Changyin Zhou: Basically zero, very small. What we do with teleprompters or AI subtitle addition is very basic functionality. You might think these basic AI features should already be quite widespread, but actually in video production, most haven't heard of AI teleprompters, don't know AI can help add various dynamic subtitles, don't know you can edit video by editing subtitles.

Q: Why is penetration still relatively low?

Changyin Zhou: I think it's because there are hardly any decent products. Take our translation — technology only relatively reached passing grade around the second half of last year, maybe 60-70 points at most. HeyGen's explosion last year might count as one major push, but things like that probably need to happen many more times. I think ordinary people are quite "stubborn" — don't overestimate AI technology's influence, it needs very long to develop.

Q: Over the next 3 years, what are your expectations for AI technology progress? What technological changes might significantly impact video editing?

Changyin Zhou: I think it divides into two parts: research and engineering. Based on existing research, there's still much optimization possible on the engineering side, especially non-framework optimizations — there's actually quite large room for improvement here, possibly with continuous improvements for three to five years, hoping to lead other companies by one to two years.

In the next three years, I think there may be some breakthroughs in AI's underlying technology. However, these breakthroughs probably won't be led by our team, but by companies like OpenAI or Google. Currently, multimodal system design still has some obvious deficiencies and problems, so I hope in two to three years these areas can see major progress. For the engineering work we're doing now, I hope we won't encounter fundamental research "ceilings" in the next two to three years, and can continue pushing forward.

Q: Finally, a few small questions about you. What did you expect of yourself 10 years ago, and have you achieved it? Standing today, what kind of person do you hope to be in 10 years?

Changyin Zhou: Ten years ago at Google X I worked on quite an interesting project, thinking at the time about enabling people to become some kind of "superhuman." For example, seeing things that are invisible, or when someone asks you a question and you don't know the answer, Google Glass could tell you. This is equivalent to giving people "superpowers" through technology. Obviously didn't succeed, or perhaps achieved it product-wise but didn't make it a product everyone uses.

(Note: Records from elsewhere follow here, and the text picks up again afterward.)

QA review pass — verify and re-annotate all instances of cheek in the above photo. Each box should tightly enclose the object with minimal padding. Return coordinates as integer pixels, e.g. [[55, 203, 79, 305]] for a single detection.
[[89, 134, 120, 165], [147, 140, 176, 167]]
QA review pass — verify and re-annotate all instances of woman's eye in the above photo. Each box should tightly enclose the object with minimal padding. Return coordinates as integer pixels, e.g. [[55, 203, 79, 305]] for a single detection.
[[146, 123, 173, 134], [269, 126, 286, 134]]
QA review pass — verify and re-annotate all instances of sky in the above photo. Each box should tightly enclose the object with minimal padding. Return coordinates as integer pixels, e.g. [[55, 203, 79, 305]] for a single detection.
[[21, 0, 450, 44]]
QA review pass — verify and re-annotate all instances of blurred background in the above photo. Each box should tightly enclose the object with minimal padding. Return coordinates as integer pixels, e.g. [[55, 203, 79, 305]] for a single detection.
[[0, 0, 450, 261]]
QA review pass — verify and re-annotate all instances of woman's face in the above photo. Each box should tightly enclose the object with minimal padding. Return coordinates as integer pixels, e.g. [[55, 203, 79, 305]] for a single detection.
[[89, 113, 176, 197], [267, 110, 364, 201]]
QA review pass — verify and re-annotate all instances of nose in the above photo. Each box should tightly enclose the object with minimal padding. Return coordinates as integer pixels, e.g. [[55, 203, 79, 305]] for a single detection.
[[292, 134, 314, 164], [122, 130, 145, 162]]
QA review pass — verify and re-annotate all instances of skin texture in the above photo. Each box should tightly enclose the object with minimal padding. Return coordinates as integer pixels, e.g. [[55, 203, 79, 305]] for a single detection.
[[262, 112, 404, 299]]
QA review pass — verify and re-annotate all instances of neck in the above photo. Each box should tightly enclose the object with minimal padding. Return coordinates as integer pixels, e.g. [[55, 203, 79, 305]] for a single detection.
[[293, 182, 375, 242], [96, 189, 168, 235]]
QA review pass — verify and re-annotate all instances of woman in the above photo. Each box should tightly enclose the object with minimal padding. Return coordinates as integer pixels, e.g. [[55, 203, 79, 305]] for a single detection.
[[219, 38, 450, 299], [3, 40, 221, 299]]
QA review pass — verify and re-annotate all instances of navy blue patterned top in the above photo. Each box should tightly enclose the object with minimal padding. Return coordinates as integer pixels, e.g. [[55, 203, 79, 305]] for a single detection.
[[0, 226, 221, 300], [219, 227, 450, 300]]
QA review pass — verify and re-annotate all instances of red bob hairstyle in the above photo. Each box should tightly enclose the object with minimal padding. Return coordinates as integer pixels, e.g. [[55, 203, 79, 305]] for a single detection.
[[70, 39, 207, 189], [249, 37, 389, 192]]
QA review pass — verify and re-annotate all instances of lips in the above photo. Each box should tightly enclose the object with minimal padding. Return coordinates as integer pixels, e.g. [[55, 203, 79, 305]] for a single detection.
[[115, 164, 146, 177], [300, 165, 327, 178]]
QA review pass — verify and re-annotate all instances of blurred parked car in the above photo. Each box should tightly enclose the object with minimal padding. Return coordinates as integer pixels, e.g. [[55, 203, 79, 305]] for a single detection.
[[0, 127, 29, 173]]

Continuing to start companies, I still hope to do some technological or product innovations. Expanding human capabilities, pushing human boundaries. For example, originally you couldn't tell stories with video, now you can; originally something took long to explain, now you can make it clear in a minute. I feel I'm still constantly exploring the boundaries of human capability.

Q: What hobbies do you have?

Changyin Zhou: I quite like sports — badminton, rollerblading, skiing, etc.

Q: As an entrepreneur, what channels do you typically use for continuous learning?

Changyin Zhou: Two things. First, engaging with people better than yourself, whether from previous companies or encountered during entrepreneurship. Second, ChatGPT — you can discuss many questions with it (laughs).